I read her book, The Hardest Peace: Expecting Grace in the Midst of Life’s Hard, and gained a fuller and greater understanding of God’s love and peace in the hard corners of our lives. I remember my journal entries asking God for a time of peace. You, too?

Having fought valiantly for months for just a little more time, she came to terms that there were no more treatments and recently, knew she was fading. Each step away from independence was a battle. She fought for more time with her “littles,” yet, always gracious, never bitter, always leaning hard into loving.

That last week, she asked a pastor friend how to die well. His answer, “Rest in the arms of Jesus and let Him take you home.”
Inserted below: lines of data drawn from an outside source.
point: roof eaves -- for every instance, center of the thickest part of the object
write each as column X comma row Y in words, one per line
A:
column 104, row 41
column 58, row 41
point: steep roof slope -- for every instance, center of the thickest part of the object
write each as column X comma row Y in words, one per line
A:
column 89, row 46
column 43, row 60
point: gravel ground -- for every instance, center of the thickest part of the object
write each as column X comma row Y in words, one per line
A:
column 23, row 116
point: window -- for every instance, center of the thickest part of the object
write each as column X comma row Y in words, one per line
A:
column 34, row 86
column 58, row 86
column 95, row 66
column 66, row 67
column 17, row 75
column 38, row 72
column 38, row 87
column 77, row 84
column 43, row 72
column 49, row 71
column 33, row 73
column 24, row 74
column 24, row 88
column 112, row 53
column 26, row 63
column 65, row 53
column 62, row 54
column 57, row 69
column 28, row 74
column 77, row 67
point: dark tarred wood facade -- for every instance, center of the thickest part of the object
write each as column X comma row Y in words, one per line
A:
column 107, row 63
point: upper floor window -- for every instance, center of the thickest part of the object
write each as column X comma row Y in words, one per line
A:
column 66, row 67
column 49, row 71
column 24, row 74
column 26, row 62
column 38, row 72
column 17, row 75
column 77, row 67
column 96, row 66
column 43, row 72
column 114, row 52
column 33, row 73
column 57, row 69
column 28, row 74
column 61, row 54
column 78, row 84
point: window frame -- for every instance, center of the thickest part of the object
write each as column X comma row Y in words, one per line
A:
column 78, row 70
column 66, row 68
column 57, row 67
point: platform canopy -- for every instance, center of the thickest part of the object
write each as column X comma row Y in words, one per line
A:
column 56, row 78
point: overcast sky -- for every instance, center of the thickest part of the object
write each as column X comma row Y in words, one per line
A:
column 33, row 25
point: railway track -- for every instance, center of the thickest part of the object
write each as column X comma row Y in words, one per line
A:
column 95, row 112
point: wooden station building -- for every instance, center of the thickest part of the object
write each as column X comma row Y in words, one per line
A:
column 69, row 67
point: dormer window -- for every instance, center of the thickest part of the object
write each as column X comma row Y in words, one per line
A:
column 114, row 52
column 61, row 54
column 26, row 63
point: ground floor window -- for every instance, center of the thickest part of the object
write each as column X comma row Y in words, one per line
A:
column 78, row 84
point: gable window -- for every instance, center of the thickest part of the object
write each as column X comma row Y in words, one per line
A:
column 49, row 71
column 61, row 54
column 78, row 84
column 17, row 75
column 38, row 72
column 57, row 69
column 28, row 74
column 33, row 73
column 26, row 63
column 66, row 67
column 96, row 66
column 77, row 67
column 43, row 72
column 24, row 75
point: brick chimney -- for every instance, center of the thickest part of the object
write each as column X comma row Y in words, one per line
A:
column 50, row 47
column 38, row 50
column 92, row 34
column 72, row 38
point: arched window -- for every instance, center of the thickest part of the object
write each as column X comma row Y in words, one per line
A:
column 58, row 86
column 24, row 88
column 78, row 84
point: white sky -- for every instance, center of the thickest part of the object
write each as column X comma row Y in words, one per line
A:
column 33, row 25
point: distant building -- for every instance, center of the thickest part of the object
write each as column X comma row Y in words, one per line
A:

Kara lived out what she tried desperately to share with Brittany.

“Suffering is not the absence of goodness, it is not the absence of beauty, but perhaps it can be the place where true beauty can be known. In your choosing your own death, you are robbing those that love you with such tenderness, the opportunity of meeting you in your last moments and extending you love in your last breaths.”

We see life and death so finitely. But, our timeline is just a dash on God’s timeline.

I like to imagine Kara taking that final sail towards the distant shore. A crowd is on the bank, rambunctiously cheering for her with a loud welcome. We see Jesus as He enfolds her in His arms, as she steps out of the boat, and leads her home.

We waved good-bye on March 22nd, and now throw her a kiss, knowing that all pain is gone and she is free. On this side of heaven, we feel sadness, tears, and pain but HOPE fills our hearts. We will see Kara again.

Thank you, Kara, for teaching me how to live well, in the roughest of circumstances, and how to die well — looking to Jesus.